Creating new repo structure

15 Apr 2018

Now I’m quite lucky to be involved in designing the repo structure from scratch at work.

Sharing some interesting insights here:

1) Coding a common library and sharing that across projects.

Now this doesn’t sound too complicated (I mean, who doesn’t do this right?) but it ain’t that easy after all when there are some constraints, namely: my main.py is not at the root directory level. if it were, things will be really simple - just import!

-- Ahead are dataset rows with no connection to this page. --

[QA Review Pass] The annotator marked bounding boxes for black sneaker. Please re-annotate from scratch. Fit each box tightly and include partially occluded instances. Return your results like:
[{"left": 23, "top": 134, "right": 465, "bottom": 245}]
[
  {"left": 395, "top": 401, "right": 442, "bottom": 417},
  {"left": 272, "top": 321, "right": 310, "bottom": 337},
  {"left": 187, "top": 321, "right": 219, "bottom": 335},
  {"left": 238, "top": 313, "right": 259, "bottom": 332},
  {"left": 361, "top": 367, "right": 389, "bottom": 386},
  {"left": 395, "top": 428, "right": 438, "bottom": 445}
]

But because we need each project to be self-contained within each of its folder, AND we didn’t want to hard code the path in (other teams may use this in the future) things get complicated (or so i thought).

This is my repo structure.

python_scripts
├── lib
   └── talk.py          # def sayhello(x): return(f'Hi, {x}!')
   
├── proj_1
   └── main.py      # from lib.talk import sayhello
                    # print(sayhello('Person A')

└── proj_2           # import lib.talk

if you just do this, it throws an error, ModuleNotFoundError.

the below is a fairly good solution.

import sys, os
path = os.path.abspath('../') # if main.py is two levels in, use '../..' instead

if path not in sys.path:
    sys.path.append(path)

# Now import
import lib

caveats:

i tried configuring __init__.py but doesn’t seem to work for me. changing the PYTHONPATH apparently works but it becomes difficult when another team (of non-developers) want to run the program and they aren’t too savvy with PYTHONPATH and stuff…

well, i’ll have to take this as the solution in the meantime.


on top of this, pytest becomes complicated.

This is my repo structure.

python_scripts
├── lib
   └── talk.py             # def sayhello(x): return(f'Hi, {x}!')
   
├── proj_1
   └── main.py             # from lib.talk import sayhello
                           # print(sayhello('Person A')

├── proj_2
   └── main.py             # from lib.talk import sayhello
                           # print(sayhello('Person B')

├── tests   
   ├── lib  
      └── test_talk.py    # from lib.talk import sayhello
   └── proj_1              # def test_sayhello(x):
       └── test_main.py    #   assert test_sayhello('Person A') == 'Hi, Person A!'
                           # test_sayhello()
    
└── test_setup.py           

now if i just run test_setup, it throws an error - even if i include the snippet within the tests. this is because i am running pytest from the root directory i believe… in any case, below is the solution:

# place this code in test_setup.py

import sys, os
path = os.path.abspath('')

if path not in sys.path:
    sys.path.append(path)

when pytest is run from the top-level directory, test_setup.py is run since it begins with “test”. the code appends the current directory name of test_setup.py (which is the root directory in this case) to the system path within the test environment.

in fact, in this way all my test files will not need to include the earlier snippet when import from the lib.

i tried to do the same for the project folders with __init__.py to no avail… i think it’s because of where i’m calling the files from. oh wells, it don’t matter.

caveat:


on a side note, i made the foolish mistake of not naming my test functions with a ‘test_’ prefix and my tests didn’t run for the longest time.

be sure that even within your test files, you name your functions with a ‘test_’ prefix!!


on another note, i just learnt what configuration files are (and the difference in using json and YAML for it). basically, it replaces your argparse and stuff.

also, YAML is used for readability and you can comment on it. json is for greater ease of use across languages (or so i heard).


for logging, just import logger